Alternatively, in order to run the peer-to-peer project on CISE Linux servers, you can make use of the scripts provided in /scripts.
Note: ensure that the PeerInfo.cfg includes valid CISE hostnames.
An example configuration for using the CISE machines:
1001 lin114-00.cise.ufl.edu 6008 1
1002 lin114-01.cise.ufl.edu 6008 0
1003 lin114-02.cise.ufl.edu 6008 0
1004 lin114-03.cise.ufl.edu 6008 0
1005 lin114-04.cise.ufl.edu 6008 0
1006 lin114-05.cise.ufl.edu 6008 0
There are two bash scripts for running the program on the Linux servers.
deploy.sh creates an archive of the project and copies it to one of CISE's main servers.
startpeers.sh read the PeerInfo.cfg and SSH's into each server and starts PeerProcess.java.
In order to make use of the scripts when not on UF's wifi network, the user must first connect to the UF VPN using their gatorlink credentials. Once connected, the user should modify the user variable export USER=example-username to match their gatorlink username. When running each script, the user will be asked for their password. This password is the same as their gatorlink password.
To copy the project onto the remote machines, the user must run ./deploy.sh. Once that is complete, the user should run ./startpeers.sh and login to each server.
Once each peer process is running, the user can ssh into the machines and check their respective directories, peer_ID/ for the files. Additionally, the user can view each log file log_peer_ID.log.
The main goal of this project is to implement the principles of a peer to peer file sharing system. Specifically, the protocol below is a simplified version of BitTorrent. One of the main focuses of this project is the unique choking-unchoking mechanism that happens between peers. The algorithm of a single peer process and a brief description of the protocol are explained below.
- Start by reading in parameters and scenario information from the common config file and PeerInfo file.
- Create a structure in memory to hold the file contents. If the peer already has the file, load it into memory.
- Make a TCP connection with each other peer in the list and perform a handshake.
- Begin receiving messages and responding by sending messages to facilitate the transfer of file data according to the protocol's details.
- Continuously run two timers, one for updating the preferred neighbors, and one for updating the optimistically unchoked neighbor, each according to intervals defined in the common config file.
- Once receiving the entire file, continue participating altruistically, sending pieces to those peers who request them.

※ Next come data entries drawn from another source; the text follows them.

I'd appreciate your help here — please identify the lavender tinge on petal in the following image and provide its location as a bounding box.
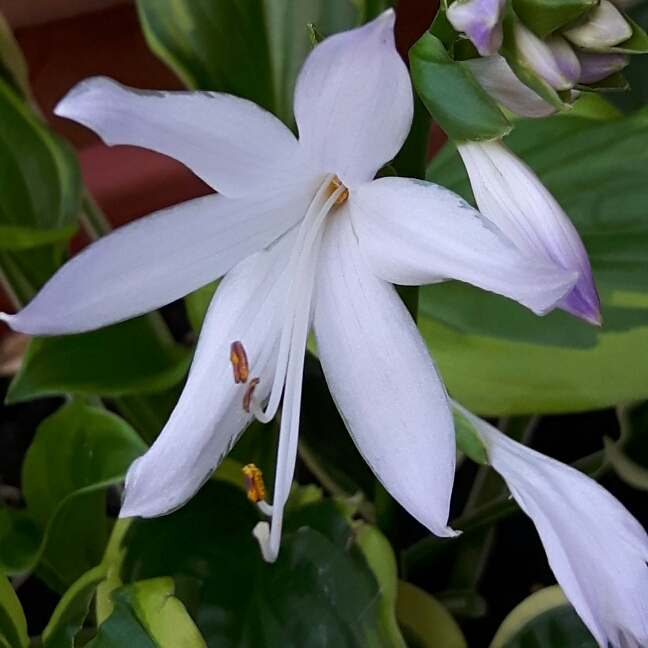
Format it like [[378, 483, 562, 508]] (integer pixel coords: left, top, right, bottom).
[[447, 0, 506, 56], [576, 51, 630, 83], [514, 22, 578, 90]]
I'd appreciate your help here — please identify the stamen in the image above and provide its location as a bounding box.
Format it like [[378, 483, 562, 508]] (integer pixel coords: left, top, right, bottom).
[[230, 340, 250, 382], [243, 464, 266, 504], [329, 176, 349, 205], [243, 378, 260, 413]]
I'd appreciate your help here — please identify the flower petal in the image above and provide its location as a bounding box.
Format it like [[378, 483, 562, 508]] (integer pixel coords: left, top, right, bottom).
[[458, 406, 648, 648], [295, 9, 413, 187], [120, 235, 292, 517], [0, 186, 313, 335], [349, 178, 577, 314], [447, 0, 506, 56], [465, 54, 556, 117], [54, 77, 309, 198], [457, 142, 601, 324], [313, 214, 455, 536]]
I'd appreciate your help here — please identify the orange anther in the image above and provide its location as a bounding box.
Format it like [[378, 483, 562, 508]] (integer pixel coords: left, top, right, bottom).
[[243, 464, 266, 504], [230, 340, 250, 384]]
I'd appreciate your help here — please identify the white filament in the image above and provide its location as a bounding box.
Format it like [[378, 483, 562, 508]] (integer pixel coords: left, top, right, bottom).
[[251, 175, 346, 562]]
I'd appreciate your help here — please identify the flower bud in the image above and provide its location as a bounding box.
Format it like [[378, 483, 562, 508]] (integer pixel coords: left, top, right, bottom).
[[447, 0, 506, 56], [577, 52, 630, 83], [466, 54, 556, 117], [564, 0, 632, 49], [514, 23, 580, 90]]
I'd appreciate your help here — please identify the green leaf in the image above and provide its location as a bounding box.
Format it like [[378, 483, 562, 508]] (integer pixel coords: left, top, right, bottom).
[[452, 406, 490, 466], [42, 565, 108, 648], [396, 581, 468, 648], [263, 0, 356, 126], [137, 0, 275, 111], [419, 104, 648, 415], [7, 317, 191, 403], [0, 223, 77, 250], [490, 585, 597, 648], [0, 572, 29, 648], [0, 14, 31, 100], [356, 522, 407, 648], [87, 578, 206, 648], [513, 0, 597, 38], [185, 281, 219, 333], [0, 79, 81, 238], [98, 480, 391, 648], [0, 402, 146, 591], [137, 0, 362, 126], [409, 33, 512, 142]]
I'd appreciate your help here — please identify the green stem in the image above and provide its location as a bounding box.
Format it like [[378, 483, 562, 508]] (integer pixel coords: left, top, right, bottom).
[[400, 442, 606, 579]]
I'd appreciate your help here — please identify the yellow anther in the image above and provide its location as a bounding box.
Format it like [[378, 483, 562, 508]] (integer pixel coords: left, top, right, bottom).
[[243, 464, 266, 504], [230, 340, 250, 384], [243, 378, 259, 412], [330, 176, 349, 205]]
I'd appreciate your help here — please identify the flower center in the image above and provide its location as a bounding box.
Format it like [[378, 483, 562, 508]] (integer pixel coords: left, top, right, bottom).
[[230, 174, 349, 562]]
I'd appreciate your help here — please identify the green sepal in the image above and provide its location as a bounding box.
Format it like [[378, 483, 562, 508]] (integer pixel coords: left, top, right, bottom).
[[576, 72, 630, 92], [500, 7, 570, 110], [409, 32, 512, 142], [600, 14, 648, 54], [513, 0, 598, 38], [87, 577, 207, 648]]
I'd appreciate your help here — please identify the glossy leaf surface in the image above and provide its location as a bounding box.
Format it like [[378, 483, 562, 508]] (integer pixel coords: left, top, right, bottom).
[[0, 402, 146, 591], [419, 104, 648, 415], [7, 317, 191, 403]]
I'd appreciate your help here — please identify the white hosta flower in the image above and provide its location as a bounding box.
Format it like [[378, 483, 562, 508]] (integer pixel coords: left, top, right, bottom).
[[466, 54, 556, 117], [455, 404, 648, 648], [564, 0, 632, 50], [2, 10, 577, 560], [447, 0, 506, 56], [513, 22, 580, 90], [457, 141, 601, 324]]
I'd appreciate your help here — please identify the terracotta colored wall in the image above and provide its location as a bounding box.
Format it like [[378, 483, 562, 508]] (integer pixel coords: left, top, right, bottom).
[[0, 0, 438, 324]]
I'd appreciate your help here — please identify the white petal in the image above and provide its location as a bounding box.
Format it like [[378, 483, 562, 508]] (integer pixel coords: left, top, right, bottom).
[[466, 54, 556, 117], [349, 178, 577, 314], [54, 77, 308, 198], [0, 186, 313, 335], [447, 0, 506, 56], [457, 142, 600, 324], [459, 406, 648, 648], [120, 236, 292, 517], [565, 0, 632, 49], [295, 9, 413, 187], [314, 213, 455, 536]]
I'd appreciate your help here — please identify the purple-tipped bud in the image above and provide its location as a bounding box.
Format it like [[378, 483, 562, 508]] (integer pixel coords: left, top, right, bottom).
[[577, 52, 630, 83], [447, 0, 506, 56], [514, 22, 580, 90], [545, 36, 581, 85], [565, 0, 632, 50]]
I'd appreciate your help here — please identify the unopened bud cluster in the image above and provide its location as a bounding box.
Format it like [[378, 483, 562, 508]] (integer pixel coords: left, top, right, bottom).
[[447, 0, 633, 117]]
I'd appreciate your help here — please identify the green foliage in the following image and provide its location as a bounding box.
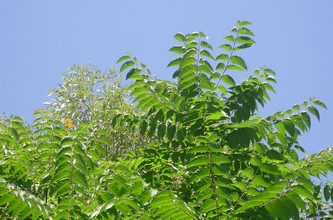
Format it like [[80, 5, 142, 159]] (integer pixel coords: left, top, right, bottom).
[[0, 21, 333, 219]]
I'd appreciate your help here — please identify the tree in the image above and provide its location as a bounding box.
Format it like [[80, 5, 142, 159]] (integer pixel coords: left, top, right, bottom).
[[0, 21, 333, 219]]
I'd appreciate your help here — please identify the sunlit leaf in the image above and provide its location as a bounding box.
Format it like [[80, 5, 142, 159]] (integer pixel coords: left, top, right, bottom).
[[174, 33, 185, 42], [230, 56, 247, 70], [222, 74, 236, 86], [120, 60, 135, 72], [117, 55, 131, 63]]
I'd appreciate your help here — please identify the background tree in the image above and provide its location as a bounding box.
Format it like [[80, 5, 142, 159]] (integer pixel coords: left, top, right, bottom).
[[0, 21, 333, 219], [45, 65, 145, 160]]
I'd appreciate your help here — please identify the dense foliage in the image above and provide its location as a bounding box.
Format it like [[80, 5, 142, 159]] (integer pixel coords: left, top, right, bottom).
[[0, 21, 333, 219]]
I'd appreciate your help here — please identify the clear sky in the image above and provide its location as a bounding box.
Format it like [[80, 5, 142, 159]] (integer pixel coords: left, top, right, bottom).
[[0, 0, 333, 156]]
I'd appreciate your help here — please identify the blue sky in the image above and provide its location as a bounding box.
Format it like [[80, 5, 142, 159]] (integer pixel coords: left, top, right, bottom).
[[0, 0, 333, 153]]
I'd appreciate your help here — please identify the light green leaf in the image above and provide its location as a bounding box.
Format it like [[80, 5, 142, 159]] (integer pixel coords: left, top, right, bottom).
[[120, 60, 135, 72], [237, 21, 252, 27], [179, 57, 197, 69], [169, 45, 185, 54], [126, 68, 142, 80], [265, 197, 299, 219], [117, 55, 131, 63], [308, 106, 320, 121], [187, 156, 209, 168], [224, 35, 235, 43], [260, 163, 281, 175], [227, 65, 244, 72], [200, 50, 215, 60], [200, 41, 214, 50], [220, 44, 232, 52], [324, 185, 331, 201], [216, 63, 225, 70], [238, 27, 254, 36], [167, 58, 183, 67], [212, 154, 230, 165], [222, 74, 236, 86], [236, 36, 255, 44], [230, 56, 247, 70], [199, 73, 213, 90], [201, 199, 217, 213], [216, 53, 229, 61], [313, 100, 327, 109], [174, 32, 185, 42], [242, 167, 254, 178]]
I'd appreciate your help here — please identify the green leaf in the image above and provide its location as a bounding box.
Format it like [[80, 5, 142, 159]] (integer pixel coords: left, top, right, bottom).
[[238, 27, 254, 36], [201, 199, 217, 213], [200, 50, 215, 60], [199, 73, 213, 90], [117, 55, 131, 63], [216, 63, 225, 70], [308, 106, 320, 121], [237, 21, 252, 27], [313, 100, 327, 109], [220, 44, 232, 52], [222, 74, 236, 86], [324, 185, 331, 201], [260, 163, 281, 175], [126, 68, 142, 80], [242, 167, 254, 178], [120, 60, 135, 72], [224, 35, 235, 43], [230, 56, 247, 70], [216, 53, 229, 61], [167, 125, 176, 141], [179, 57, 197, 68], [212, 154, 230, 165], [236, 43, 253, 50], [174, 32, 185, 42], [167, 58, 183, 67], [157, 124, 166, 139], [169, 46, 185, 54], [200, 41, 214, 50], [226, 65, 244, 72], [185, 32, 199, 42], [265, 197, 299, 219], [187, 156, 209, 168], [236, 36, 255, 44]]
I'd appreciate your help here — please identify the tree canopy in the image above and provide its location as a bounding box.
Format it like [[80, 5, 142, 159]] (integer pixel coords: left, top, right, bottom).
[[0, 21, 333, 219]]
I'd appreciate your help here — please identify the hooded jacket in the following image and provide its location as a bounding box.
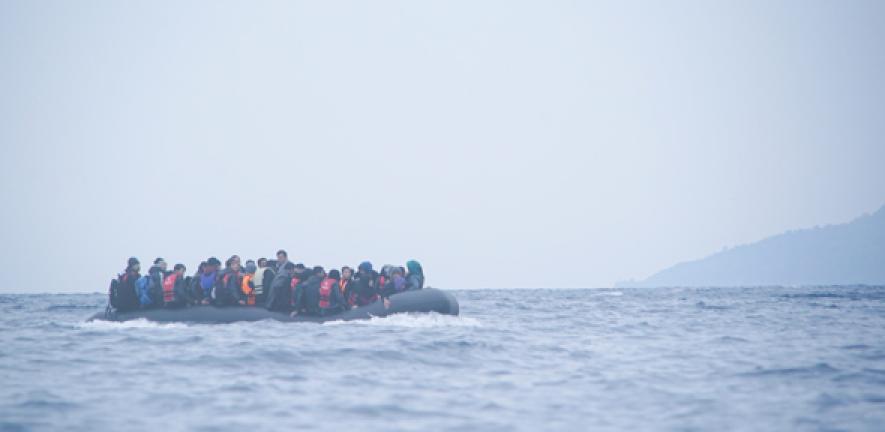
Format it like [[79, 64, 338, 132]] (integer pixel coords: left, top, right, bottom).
[[295, 274, 325, 315], [348, 270, 379, 306], [265, 269, 292, 312], [215, 268, 243, 306], [148, 264, 166, 307], [109, 269, 141, 312]]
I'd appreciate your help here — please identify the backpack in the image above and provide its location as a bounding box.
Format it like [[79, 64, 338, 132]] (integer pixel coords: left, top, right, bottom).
[[135, 275, 152, 306]]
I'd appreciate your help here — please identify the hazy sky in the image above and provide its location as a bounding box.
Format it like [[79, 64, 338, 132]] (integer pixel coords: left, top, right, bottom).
[[0, 0, 885, 292]]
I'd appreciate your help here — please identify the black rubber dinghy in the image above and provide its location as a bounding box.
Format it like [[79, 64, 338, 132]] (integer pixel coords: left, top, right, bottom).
[[89, 288, 459, 323]]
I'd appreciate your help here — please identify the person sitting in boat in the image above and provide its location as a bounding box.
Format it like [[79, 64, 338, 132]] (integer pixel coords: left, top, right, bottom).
[[338, 266, 353, 309], [381, 266, 406, 298], [317, 270, 347, 316], [406, 260, 424, 291], [252, 258, 276, 306], [265, 262, 295, 313], [163, 263, 189, 309], [215, 255, 246, 306], [108, 257, 141, 312], [292, 266, 326, 316], [240, 260, 258, 306], [135, 258, 166, 309], [276, 249, 289, 272], [187, 261, 208, 306], [199, 257, 221, 305], [349, 261, 379, 307]]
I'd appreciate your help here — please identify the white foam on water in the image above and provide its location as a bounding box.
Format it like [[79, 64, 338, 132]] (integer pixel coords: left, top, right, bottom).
[[77, 318, 188, 330], [323, 312, 482, 328]]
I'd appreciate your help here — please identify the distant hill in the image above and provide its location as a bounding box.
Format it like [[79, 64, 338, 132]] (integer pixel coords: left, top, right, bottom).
[[617, 207, 885, 287]]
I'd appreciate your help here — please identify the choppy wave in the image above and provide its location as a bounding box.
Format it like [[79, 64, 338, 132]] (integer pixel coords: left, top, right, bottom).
[[323, 312, 481, 328], [0, 287, 885, 432]]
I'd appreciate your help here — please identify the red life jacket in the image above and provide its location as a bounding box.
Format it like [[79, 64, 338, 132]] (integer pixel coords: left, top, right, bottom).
[[338, 279, 350, 295], [163, 273, 178, 303], [319, 278, 338, 309]]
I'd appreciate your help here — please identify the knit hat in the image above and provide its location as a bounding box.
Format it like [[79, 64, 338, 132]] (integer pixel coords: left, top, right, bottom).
[[406, 260, 424, 274]]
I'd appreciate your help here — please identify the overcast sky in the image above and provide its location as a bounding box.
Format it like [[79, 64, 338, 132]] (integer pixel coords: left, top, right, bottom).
[[0, 0, 885, 292]]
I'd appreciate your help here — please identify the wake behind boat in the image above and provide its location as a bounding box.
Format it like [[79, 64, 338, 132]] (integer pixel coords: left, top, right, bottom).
[[88, 288, 459, 324]]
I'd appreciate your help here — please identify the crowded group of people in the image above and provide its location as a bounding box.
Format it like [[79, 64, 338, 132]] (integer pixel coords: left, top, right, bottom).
[[108, 250, 424, 316]]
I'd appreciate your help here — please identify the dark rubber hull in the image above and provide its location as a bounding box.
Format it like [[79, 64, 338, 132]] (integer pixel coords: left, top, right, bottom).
[[89, 288, 459, 324]]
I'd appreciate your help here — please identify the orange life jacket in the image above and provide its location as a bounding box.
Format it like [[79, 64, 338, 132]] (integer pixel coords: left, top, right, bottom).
[[163, 273, 178, 303], [241, 274, 255, 306], [338, 279, 350, 295], [289, 277, 301, 306], [319, 278, 337, 309]]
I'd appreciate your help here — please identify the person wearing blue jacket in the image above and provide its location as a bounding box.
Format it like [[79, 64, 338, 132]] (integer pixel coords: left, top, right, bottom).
[[198, 257, 221, 305], [406, 260, 424, 291]]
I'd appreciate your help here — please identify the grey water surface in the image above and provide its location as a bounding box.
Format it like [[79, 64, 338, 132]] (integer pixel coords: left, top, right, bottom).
[[0, 287, 885, 431]]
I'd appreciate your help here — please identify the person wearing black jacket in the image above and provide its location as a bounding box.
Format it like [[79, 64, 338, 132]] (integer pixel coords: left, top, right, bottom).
[[163, 264, 190, 309], [349, 261, 380, 307], [252, 258, 276, 305], [292, 266, 326, 316], [146, 258, 167, 308], [265, 262, 295, 313], [108, 257, 141, 312], [215, 255, 246, 306]]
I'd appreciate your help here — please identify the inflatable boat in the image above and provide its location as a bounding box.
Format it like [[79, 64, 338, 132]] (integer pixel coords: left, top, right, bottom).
[[88, 288, 459, 324]]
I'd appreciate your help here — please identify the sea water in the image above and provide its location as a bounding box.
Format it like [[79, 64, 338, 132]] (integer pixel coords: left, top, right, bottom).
[[0, 287, 885, 432]]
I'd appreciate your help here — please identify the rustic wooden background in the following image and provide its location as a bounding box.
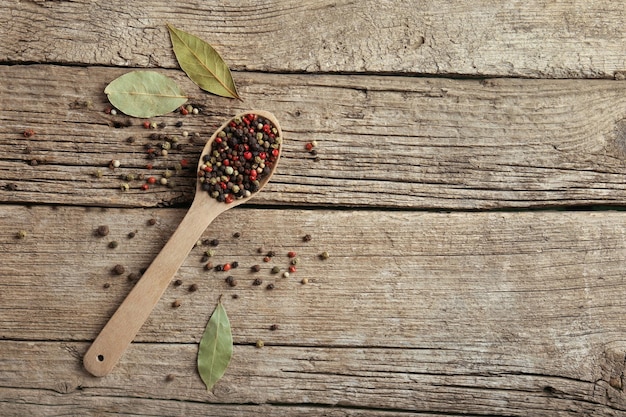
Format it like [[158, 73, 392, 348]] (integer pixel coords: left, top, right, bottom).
[[0, 0, 626, 417]]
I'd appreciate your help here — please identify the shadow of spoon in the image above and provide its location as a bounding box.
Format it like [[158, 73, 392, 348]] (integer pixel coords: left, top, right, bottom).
[[83, 110, 282, 377]]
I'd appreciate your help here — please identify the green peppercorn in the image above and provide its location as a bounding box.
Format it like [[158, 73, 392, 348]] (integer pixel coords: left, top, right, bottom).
[[96, 225, 109, 236]]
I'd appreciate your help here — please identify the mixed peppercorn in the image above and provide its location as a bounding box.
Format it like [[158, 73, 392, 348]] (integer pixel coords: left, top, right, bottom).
[[198, 113, 282, 203]]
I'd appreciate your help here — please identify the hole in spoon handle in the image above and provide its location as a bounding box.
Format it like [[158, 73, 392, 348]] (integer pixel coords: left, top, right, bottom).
[[83, 203, 219, 376]]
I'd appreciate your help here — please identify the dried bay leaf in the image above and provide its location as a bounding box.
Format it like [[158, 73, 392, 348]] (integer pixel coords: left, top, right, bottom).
[[104, 71, 187, 118], [167, 23, 239, 98], [198, 299, 233, 390]]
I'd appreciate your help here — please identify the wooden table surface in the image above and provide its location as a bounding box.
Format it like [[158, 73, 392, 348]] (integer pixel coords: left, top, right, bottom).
[[0, 0, 626, 417]]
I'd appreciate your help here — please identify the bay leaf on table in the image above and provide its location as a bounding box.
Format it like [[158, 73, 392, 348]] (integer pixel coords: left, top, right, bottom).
[[167, 23, 239, 98], [104, 71, 187, 118], [198, 299, 233, 390]]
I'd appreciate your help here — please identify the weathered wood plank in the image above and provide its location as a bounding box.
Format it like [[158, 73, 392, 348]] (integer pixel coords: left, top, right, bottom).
[[0, 205, 626, 415], [0, 0, 626, 78], [0, 341, 626, 417], [0, 66, 626, 209]]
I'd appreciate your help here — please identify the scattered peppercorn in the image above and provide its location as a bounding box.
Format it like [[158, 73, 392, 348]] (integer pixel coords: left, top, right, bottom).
[[96, 226, 109, 236], [113, 264, 126, 275]]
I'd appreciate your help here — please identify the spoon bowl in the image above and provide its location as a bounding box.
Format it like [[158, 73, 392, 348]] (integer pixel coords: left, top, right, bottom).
[[83, 110, 282, 377]]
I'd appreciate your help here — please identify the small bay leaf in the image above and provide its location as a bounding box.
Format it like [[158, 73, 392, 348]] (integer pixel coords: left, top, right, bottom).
[[167, 23, 239, 98], [198, 299, 233, 390], [104, 71, 187, 118]]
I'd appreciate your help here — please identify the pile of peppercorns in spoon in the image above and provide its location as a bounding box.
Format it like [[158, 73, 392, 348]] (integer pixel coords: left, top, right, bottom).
[[198, 113, 282, 203]]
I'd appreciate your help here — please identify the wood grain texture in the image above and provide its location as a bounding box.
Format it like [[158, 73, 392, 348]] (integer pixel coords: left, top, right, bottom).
[[0, 66, 626, 209], [0, 205, 626, 415], [0, 0, 626, 78]]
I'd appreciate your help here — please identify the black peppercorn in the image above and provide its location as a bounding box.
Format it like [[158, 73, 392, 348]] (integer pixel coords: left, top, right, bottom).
[[113, 264, 125, 275]]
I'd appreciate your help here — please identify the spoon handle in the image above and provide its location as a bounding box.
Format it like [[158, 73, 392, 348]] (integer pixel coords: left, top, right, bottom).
[[83, 204, 219, 376]]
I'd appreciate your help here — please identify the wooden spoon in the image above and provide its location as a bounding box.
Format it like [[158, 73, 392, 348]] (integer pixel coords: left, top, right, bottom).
[[83, 110, 282, 376]]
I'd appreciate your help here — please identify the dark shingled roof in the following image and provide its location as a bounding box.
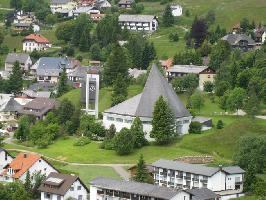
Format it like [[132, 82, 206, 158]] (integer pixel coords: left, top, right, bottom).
[[186, 188, 218, 200], [151, 159, 245, 176], [91, 177, 179, 200], [3, 97, 22, 112], [105, 64, 191, 118], [222, 34, 256, 45], [5, 53, 29, 64], [38, 172, 88, 196]]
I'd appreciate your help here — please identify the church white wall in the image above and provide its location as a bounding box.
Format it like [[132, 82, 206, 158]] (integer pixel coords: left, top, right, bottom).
[[103, 113, 192, 141]]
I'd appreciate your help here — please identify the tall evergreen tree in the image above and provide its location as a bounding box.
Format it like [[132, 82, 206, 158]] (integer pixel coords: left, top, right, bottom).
[[112, 74, 128, 106], [151, 96, 177, 144], [57, 68, 69, 97], [24, 171, 32, 194], [133, 154, 151, 183], [130, 117, 148, 148], [190, 17, 208, 48], [7, 61, 23, 94], [103, 44, 131, 85], [163, 4, 175, 27], [142, 42, 156, 69]]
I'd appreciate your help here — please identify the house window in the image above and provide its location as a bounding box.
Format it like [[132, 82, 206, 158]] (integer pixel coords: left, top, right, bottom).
[[115, 118, 123, 122], [44, 193, 51, 199], [107, 117, 114, 121]]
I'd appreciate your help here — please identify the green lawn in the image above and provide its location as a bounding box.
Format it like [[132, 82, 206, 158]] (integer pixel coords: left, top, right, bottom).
[[150, 26, 185, 59], [3, 34, 24, 52], [59, 85, 142, 112], [0, 0, 10, 8], [5, 116, 266, 164], [52, 163, 121, 186]]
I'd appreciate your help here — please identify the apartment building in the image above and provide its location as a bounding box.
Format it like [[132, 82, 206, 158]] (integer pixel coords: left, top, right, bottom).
[[151, 160, 245, 200], [118, 14, 158, 32], [90, 177, 219, 200]]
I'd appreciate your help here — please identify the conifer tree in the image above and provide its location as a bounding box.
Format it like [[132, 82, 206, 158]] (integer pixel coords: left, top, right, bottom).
[[163, 4, 175, 27], [130, 117, 148, 148], [24, 171, 32, 193], [7, 61, 23, 94], [112, 74, 128, 106], [103, 44, 131, 85], [57, 68, 69, 97], [133, 154, 151, 183], [151, 96, 177, 144]]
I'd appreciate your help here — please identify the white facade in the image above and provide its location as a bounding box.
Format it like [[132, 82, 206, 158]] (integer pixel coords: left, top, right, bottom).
[[261, 31, 266, 44], [154, 167, 244, 200], [50, 1, 77, 14], [5, 57, 32, 72], [90, 185, 190, 200], [171, 5, 183, 17], [41, 180, 87, 200], [0, 158, 57, 183], [103, 113, 192, 141], [23, 40, 52, 52], [0, 149, 13, 172]]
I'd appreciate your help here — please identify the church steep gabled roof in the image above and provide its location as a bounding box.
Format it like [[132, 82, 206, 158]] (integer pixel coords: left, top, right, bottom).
[[105, 64, 191, 118]]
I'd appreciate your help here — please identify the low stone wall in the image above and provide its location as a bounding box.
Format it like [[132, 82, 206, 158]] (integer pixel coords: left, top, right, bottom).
[[175, 155, 213, 164]]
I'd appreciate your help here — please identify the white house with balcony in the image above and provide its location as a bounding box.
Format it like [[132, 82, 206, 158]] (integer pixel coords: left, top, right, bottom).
[[0, 148, 13, 171], [151, 160, 245, 200], [90, 177, 219, 200], [103, 64, 192, 141], [0, 153, 57, 183], [118, 14, 158, 32], [38, 172, 88, 200]]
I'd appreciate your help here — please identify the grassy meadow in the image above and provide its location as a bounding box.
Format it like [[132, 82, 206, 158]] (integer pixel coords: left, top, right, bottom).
[[4, 116, 266, 164]]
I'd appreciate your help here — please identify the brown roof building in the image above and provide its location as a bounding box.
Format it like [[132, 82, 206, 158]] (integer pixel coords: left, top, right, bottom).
[[38, 172, 89, 200], [19, 97, 56, 119]]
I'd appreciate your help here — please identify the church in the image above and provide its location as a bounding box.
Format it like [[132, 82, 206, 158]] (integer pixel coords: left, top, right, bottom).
[[103, 64, 192, 141]]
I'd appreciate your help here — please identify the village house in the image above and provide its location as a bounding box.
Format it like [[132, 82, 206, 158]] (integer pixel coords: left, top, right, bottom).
[[90, 13, 105, 22], [103, 64, 192, 141], [0, 148, 13, 172], [5, 53, 32, 72], [151, 159, 245, 200], [118, 0, 135, 9], [32, 57, 81, 83], [0, 94, 21, 123], [0, 153, 57, 183], [170, 5, 183, 17], [19, 97, 56, 120], [50, 0, 77, 15], [222, 34, 256, 51], [255, 27, 266, 45], [23, 34, 52, 52], [38, 172, 89, 200], [94, 0, 112, 10], [90, 177, 219, 200], [167, 65, 216, 90], [118, 14, 158, 32], [73, 6, 101, 18]]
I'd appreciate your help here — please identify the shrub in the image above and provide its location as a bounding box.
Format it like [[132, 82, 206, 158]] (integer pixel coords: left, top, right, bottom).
[[169, 33, 179, 42], [114, 128, 135, 155], [216, 120, 224, 129], [74, 136, 91, 146], [188, 122, 201, 134]]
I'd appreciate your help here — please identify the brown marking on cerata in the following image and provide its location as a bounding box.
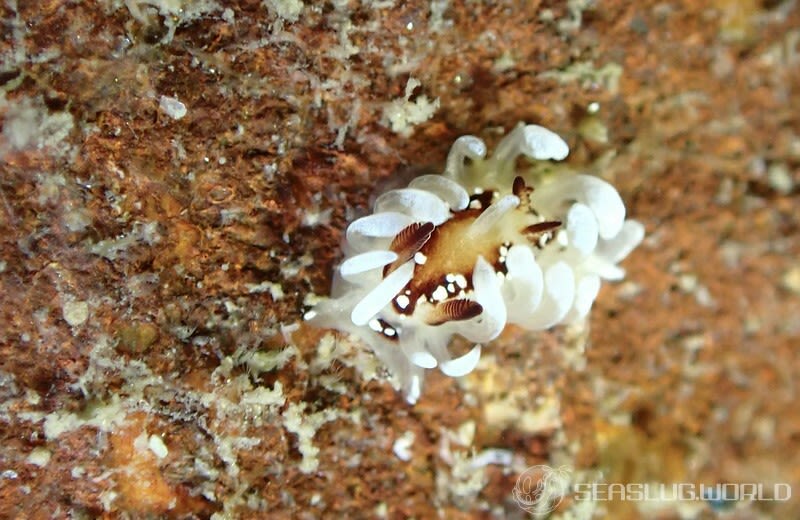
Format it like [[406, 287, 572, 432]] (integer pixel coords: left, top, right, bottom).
[[427, 298, 483, 326], [523, 220, 561, 235], [383, 222, 435, 277]]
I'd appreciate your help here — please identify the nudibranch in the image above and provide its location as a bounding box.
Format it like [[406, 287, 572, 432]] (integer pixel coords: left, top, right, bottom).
[[307, 124, 644, 404]]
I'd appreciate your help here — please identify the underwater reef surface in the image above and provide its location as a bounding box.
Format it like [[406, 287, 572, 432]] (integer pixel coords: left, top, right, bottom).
[[0, 0, 800, 519]]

- Only terminate once every peer in the pool has received the entire file.
In the following description I say "you" to refer to some peer of interest.
- Following the HANDSHAKE with a new peer, send a BITFIELD message to that peer informing them of which pieces of the file you currently have.
- Upon receiving a BITFIELD/HAVE message, update your record of that peer's bitfield and determine whether that peer has any pieces which you still need. Respond by sending an INTERETSTED or NOT INTERESTED message accordingly.
- If you receive an UNCHOKE message, respond with a REQUEST message, requesting some piece that peer has which you still need.
- If you receive a request message, respond with a PIECE message with that given piece, assuming the peer requesting is unchoked.
- Upon receipt of a PIECE message, store the piece and send HAVE message to all peers, informing them you have it. Also, send another REQUEST to the peer if still unchoked.
- After each timer goes off to update preferred neighbors/optimistically unchoked neighbor, send CHOKE messages to those who are no longer preferred and UNCHOKE to those who become preferred.